Meg: I wish I didn't have to make the scene with that plane tonight. I wish I never had to go back East. I wish I wish....
Hess: Hey hey play it cool chick, like play it like cool. You got to go, everybody's got to move. I mean we can't stand still and wait for the next mushroom cloud now you dig.
Meg: Crazy, but as soon as I cut out you'll forget me.
Hess: Oh Meg you're the most, but there's no tomorrow not while the sky grooves radiation gumdrops, man you got to live for kicks, right here and know that's all there is.
Meg: You know in all the months I've know you you never even held my hand.
Hess: The love and marriage bit I put that down. That's for the Rat Race and the squares, Schopenhauer says and I agree with him, lovers are traitors who seek to perpetuate the whole want and drudgery of life..... That cat Schopenhauer also says that this world which is so real with all it's sunsets and milky ways is nothing.
Meg: It's the only world we got.
Hess: Crazy.

Hula Hoop and leotards
The huge ensemble cast has some standouts, watch for Jackie Coogan (pre Uncle Fester from The Addams Family) in a serious turn as Culloran's best friend and fellow detective Jake Baron. James Mitchum, doing his daddio's eyelids at half mast schtick. Sexpot Mamie Van Doren as a divorced women on the make who turns the tables on Mitchum, Maila Nurmi (Vampira, pre Ed Wood's  Plan 9 From Outer Space) reciting poetry with a pet rat on her shoulder, Slapsie Maxie Rosenbloom the wrestling beatnik, and a guy billed as just Grabowski.

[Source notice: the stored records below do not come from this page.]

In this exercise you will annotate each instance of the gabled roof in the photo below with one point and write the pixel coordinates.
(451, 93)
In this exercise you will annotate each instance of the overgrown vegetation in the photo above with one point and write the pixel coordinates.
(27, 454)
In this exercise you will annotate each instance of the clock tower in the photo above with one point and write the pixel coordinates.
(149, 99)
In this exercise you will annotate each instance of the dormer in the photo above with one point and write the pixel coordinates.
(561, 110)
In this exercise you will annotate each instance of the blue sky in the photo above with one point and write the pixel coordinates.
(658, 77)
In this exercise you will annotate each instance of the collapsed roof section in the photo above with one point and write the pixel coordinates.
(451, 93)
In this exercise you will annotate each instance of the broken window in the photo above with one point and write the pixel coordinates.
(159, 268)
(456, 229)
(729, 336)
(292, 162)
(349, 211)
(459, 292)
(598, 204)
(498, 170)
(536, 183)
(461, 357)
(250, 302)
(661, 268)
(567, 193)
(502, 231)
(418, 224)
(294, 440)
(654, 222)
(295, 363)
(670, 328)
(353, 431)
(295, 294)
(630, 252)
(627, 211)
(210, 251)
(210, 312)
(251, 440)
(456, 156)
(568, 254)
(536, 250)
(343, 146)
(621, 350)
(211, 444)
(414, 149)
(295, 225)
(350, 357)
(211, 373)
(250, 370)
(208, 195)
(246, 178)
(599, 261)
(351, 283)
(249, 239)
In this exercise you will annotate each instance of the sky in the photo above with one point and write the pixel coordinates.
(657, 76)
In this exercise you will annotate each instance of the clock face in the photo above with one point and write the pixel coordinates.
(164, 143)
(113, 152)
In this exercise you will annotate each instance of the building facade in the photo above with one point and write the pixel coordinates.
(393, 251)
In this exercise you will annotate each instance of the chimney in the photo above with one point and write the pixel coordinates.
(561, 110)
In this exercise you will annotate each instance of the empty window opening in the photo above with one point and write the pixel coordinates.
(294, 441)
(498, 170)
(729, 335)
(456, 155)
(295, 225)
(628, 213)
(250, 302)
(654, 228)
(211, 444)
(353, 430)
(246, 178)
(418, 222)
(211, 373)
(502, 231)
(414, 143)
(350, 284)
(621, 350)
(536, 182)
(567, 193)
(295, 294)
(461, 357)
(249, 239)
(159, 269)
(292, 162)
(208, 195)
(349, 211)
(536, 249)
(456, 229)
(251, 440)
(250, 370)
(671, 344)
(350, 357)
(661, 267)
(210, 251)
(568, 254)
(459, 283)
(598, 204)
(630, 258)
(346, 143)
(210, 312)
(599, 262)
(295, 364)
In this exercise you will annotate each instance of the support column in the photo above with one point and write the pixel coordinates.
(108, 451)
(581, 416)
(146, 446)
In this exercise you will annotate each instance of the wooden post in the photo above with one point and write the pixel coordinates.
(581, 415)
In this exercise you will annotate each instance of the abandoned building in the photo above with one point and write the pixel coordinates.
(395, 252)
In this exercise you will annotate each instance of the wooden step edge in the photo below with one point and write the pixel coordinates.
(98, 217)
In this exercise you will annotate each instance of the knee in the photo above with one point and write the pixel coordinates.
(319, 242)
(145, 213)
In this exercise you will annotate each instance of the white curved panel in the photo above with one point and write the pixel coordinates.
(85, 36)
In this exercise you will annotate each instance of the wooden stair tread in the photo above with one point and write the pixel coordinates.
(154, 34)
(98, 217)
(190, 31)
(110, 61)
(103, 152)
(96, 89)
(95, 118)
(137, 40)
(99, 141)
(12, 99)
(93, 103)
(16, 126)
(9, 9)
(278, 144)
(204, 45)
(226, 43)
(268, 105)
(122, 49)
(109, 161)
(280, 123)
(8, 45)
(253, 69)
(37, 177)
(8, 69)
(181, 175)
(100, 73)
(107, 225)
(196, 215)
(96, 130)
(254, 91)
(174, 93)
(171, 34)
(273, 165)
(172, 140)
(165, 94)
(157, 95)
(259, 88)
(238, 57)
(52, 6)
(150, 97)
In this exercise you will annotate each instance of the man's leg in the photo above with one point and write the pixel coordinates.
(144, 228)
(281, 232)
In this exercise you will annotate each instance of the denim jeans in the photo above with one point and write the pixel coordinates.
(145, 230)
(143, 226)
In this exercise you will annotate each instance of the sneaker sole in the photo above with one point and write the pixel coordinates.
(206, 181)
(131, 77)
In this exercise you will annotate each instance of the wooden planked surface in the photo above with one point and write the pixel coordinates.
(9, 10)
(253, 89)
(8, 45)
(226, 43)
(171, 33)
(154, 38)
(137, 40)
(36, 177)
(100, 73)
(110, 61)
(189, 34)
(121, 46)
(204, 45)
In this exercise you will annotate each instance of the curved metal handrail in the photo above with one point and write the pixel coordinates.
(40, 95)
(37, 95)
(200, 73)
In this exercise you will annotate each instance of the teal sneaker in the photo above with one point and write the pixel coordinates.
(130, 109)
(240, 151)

Jackie Coogan Steve Cochran

Low Angle


Fay Spain and Steve Cochran


The film has a bit of crossdressing humor as the Coogan and Sid Melton in drag try to bait a lovers lane bandit . It also seems to cram in some of society's in things of 1959, hula hoops, California mussel beach blanket culture, even references to TV's Sea Hunt with a scuba sequence, I'm surprised it didn't have some surfing too. Like a lot of Hollywood films that attempted to replicate the 60's you get the impression that the Beat Generation wasn't just a man with a goatee and beret reciting nonsensical poetry and playing bongo drums or a base without strings, while ponytailed babes wearing black leotards dance in abandonment. lol. Soundtrack is Jazz, torch songs, bongo music. As a visual Noir it's a 5/10 it's pretty hard to get that claustrophobic atmosphere in a film shot in 2.35:1 CinemaScope, as an entertaining window onto a frozen moment of a quickly changing culture filtered through a Hollywood reflection  7/10. Crazy Man, Dig?